I had a hard time reading this word
Anonymous
Anonymous wrote:Secretive and disingenuous are not the same thing. Coca-Cola is secretive about their recipe. Raytheon is secretive about its engineering. Maintaining their competitive advantage. When an organization does something extremely well others will copy or undermine their process.

So long as UChicago continues delivering the goods decade after decade then what is the trouble?

Nobody gets upset when they don't get in to Harvard. We have all been trained to accept that. But not getting into Chicago feels like skullduggery?

It isn't. They have cultivated their niche and been successful recruiting students that do well in the world

You didn’t just compare college admissions to a free market, did you? So cringe.

Chicago is secretive about its ED admits.
Chicago is disingenuous when an admission officer lumps ED and EA together to make it appear (to the naïf on this board) that the ED rate is lower than it is.
Anonymous
Anonymous wrote:Secretive and disingenuous are not the same thing. Coca-Cola is secretive about their recipe. Raytheon is secretive about its engineering. Maintaining their competitive advantage. When an organization does something extremely well others will copy or undermine their process.

So long as UChicago continues delivering the goods decade after decade then what is the trouble?

Nobody gets upset when they don't get in to Harvard. We have all been trained to accept that. But not getting into Chicago feels like skullduggery?

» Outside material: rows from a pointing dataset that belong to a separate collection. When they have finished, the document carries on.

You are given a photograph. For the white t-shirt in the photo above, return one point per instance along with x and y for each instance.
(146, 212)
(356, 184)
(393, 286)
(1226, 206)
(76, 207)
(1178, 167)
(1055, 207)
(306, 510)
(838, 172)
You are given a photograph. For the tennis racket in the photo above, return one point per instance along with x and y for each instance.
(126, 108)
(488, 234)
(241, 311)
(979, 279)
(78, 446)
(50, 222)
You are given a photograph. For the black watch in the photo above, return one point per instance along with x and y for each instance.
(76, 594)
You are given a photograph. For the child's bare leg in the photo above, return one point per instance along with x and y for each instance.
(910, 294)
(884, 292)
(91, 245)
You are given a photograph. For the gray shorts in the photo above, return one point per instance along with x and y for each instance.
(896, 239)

It isn't. They have cultivated their niche and been successful recruiting students that do well in the world


Harvard doesn’t have ED2. They don’t even have an ED. They don’t defer students and nudge them towards ED2. They don’t tell students that if they want to be removed from waitlist then they need to confirm that they will accept the offer. They don’t do all those things because they don’t have to do them. Chicago on the other hand is not confident about their admission offers and worries a lot about their yield percentage. I wonder why.
Anonymous
Anonymous wrote:So… last year, they had 20,000 applicants for their ED1/EA round with a total of 4-5 % acceptance rate (info from admitted students zoom in December, shortly after ED/EA decisions released).

CDS shows they had a total of 40K plus applicants for about 1600 total admits.

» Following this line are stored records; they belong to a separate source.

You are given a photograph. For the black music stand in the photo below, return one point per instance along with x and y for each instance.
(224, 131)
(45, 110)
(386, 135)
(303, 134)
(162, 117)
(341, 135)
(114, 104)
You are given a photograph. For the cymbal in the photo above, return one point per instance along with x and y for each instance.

Can someone do the math on this on how they are able to have a 40% ED admit rate?


The math would be, they have 4,000 ED applicants and 16,000 EA applicants. All 1600 admits are admitted through ED, with zero through EA or RD. The result would be a 40% ED admissions rate, and 0% for EA and RD.

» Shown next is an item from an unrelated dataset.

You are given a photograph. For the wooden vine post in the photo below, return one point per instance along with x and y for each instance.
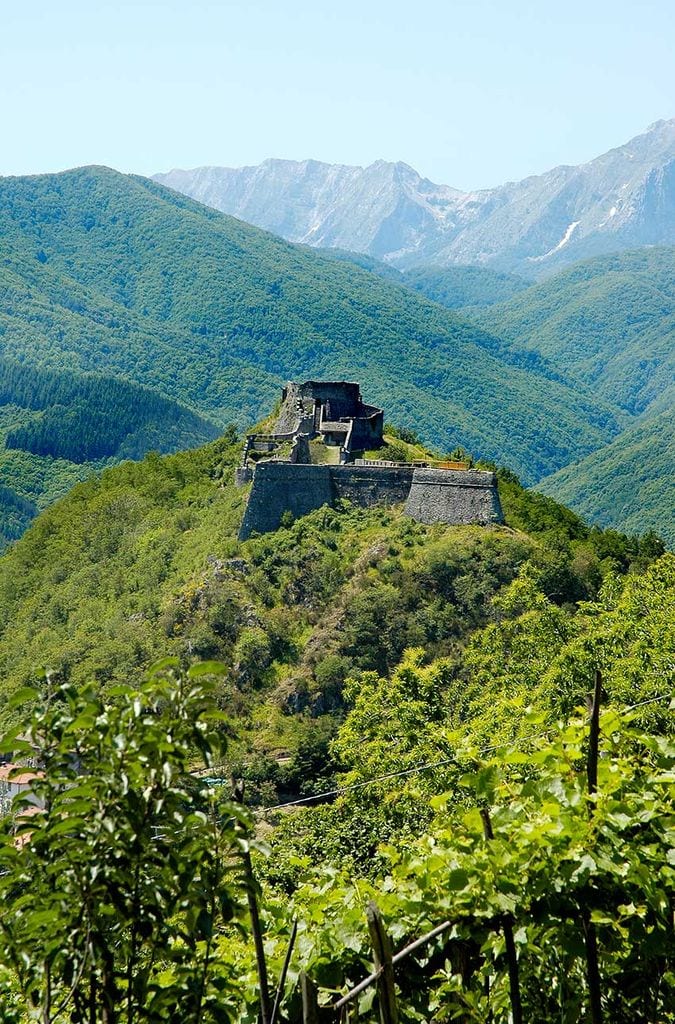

Obviously in reality they admit a handful of kids off the waitlist. I’ve never heard of anyone getting in RD or EA, but maybe that’s just in my neighborhood. If you generously assume 400 students are admitted through non binding rounds, with 1200 admitted through ED, then if there are only 3,000 ED applications (and 17,000 EA) you could still, consistent with the numbers the Dean gave you on the zoom, have a 40% ED admit rate.